Meine Damen und Herren, wir können nur das Geld ausgeben, das wir auch haben. Neue Schulden kommen für uns nicht infrage. Anders als für Sie kommen neue Schulden für uns nicht infrage, denn die würden den Spielraum kommender Generationen weiter einschränken, noch weiter als ohnehin schon. Dennoch, meine Damen und Herren, wird im Polizeibereich investiert. Trotz dieser angespannten Haushaltslage wird investiert. Der Fuhrpark wird weiter modernisiert.

(Zuruf von der SPD)

Die Finanzierung eines dritten Polizeihubschraubers wird gestemmt. 300 Polizeibeamte werden jährlich eingestellt. Der 2006 beschlossene Stellenabbau, meine Damen und Herren, wird bis ins Jahr 2020 gestreckt, und im Rahmen des Projektes „Polizei 2020“ wird eine Aufgabenkritik erfolgen. Ich versichere Ihnen, Frau Friedel – ich weiß, Sie glauben es mir trotzdem nicht –, der Stellenabbau wird von einem Aufgabenabbau begleitet werden.

(Sabine Friedel, SPD: Das höre ich seit einem Jahr!)
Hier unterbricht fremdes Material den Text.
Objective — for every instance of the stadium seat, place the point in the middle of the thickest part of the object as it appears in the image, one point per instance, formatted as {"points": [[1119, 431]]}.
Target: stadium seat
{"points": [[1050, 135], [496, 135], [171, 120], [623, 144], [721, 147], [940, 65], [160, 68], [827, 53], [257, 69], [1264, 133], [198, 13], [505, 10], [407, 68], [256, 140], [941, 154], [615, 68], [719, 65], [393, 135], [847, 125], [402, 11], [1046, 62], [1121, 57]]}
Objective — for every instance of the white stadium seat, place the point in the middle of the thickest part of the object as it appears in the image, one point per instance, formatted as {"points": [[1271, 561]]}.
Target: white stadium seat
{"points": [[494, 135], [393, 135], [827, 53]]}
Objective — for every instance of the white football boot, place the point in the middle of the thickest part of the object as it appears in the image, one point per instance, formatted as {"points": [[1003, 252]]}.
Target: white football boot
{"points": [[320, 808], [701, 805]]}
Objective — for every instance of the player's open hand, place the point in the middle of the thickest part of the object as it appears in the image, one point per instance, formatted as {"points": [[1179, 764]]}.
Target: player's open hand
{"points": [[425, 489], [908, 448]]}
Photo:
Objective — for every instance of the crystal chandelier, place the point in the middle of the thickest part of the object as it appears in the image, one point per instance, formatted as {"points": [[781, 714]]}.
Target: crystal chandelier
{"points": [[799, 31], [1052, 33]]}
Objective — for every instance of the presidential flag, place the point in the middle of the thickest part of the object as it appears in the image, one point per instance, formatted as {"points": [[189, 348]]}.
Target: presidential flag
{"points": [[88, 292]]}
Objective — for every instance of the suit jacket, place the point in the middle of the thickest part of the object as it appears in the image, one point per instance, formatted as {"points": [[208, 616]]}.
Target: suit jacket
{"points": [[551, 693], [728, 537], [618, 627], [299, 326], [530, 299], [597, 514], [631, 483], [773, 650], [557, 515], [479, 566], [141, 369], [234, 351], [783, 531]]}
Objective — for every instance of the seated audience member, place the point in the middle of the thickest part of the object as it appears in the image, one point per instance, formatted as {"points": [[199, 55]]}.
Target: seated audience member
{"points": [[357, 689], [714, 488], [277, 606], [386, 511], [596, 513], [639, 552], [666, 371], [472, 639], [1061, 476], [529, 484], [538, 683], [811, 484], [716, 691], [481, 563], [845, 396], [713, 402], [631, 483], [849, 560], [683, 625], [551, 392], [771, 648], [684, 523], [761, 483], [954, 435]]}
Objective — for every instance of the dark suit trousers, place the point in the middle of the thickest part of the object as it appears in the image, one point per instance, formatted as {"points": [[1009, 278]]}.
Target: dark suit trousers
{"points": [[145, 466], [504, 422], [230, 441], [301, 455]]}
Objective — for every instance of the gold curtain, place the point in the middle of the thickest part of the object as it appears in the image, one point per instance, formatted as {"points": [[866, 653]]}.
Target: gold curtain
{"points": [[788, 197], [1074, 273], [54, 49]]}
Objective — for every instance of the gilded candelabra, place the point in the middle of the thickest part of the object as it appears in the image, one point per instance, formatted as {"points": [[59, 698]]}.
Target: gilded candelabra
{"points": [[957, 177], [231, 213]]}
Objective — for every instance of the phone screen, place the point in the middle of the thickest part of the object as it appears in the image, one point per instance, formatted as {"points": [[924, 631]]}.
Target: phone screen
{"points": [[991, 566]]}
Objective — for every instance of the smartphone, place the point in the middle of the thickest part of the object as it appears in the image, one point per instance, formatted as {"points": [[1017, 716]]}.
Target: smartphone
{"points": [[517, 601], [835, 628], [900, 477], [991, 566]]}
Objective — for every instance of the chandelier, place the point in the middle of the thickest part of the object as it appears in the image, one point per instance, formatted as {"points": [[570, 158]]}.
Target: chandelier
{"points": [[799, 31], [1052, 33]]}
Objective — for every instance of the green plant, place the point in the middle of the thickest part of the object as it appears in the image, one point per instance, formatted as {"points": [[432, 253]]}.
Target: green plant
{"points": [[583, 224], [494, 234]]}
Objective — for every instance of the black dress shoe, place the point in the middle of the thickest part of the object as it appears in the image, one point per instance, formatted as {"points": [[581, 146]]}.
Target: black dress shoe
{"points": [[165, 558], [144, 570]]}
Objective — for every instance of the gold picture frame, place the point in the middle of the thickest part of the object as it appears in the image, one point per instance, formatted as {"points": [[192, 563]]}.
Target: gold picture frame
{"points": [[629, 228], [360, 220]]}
Die Aufforderung zum Dienst nach Vorschrift von der Deutschen Polizeigewerkschaft, die heute schon mehrfach hier im Raum stand, meine Damen und Herren, ging eindeutig zu weit. Aus sachlicher und vielleicht auch angemessener Kritik an der Stelle wurde reine Polemik, die an der Ziellösung völlig vorbeigeht.

(Beifall bei der NPD)

Die Realität muss auch von der Deutschen Polizeigewerkschaft gesehen und anerkannt werden und auch von der Opposition. Ein Großteil der sächsischen Bevölkerung in der freien Wirtschaft erhält zum Beispiel kein Weihnachtsgeld. Ein Großteil der Bevölkerung in der freien Wirtschaft verdient oftmals weniger als Polizeibeamte, und der Großteil der sächsischen Bevölkerung muss im Gegensatz zu Beamten grundsätzlich um seinen Arbeitsplatz bangen.

Meine Damen und Herren! Ich will keineswegs die Leistungen der sächsischen Polizeibeamten schmälern,

(Zuruf der Abg. Sabine Friedel, SPD)

aber man muss an dieser Stelle schon die Frage stellen, ob die Arbeit einer Krankenschwester wirklich so viel weniger wert ist.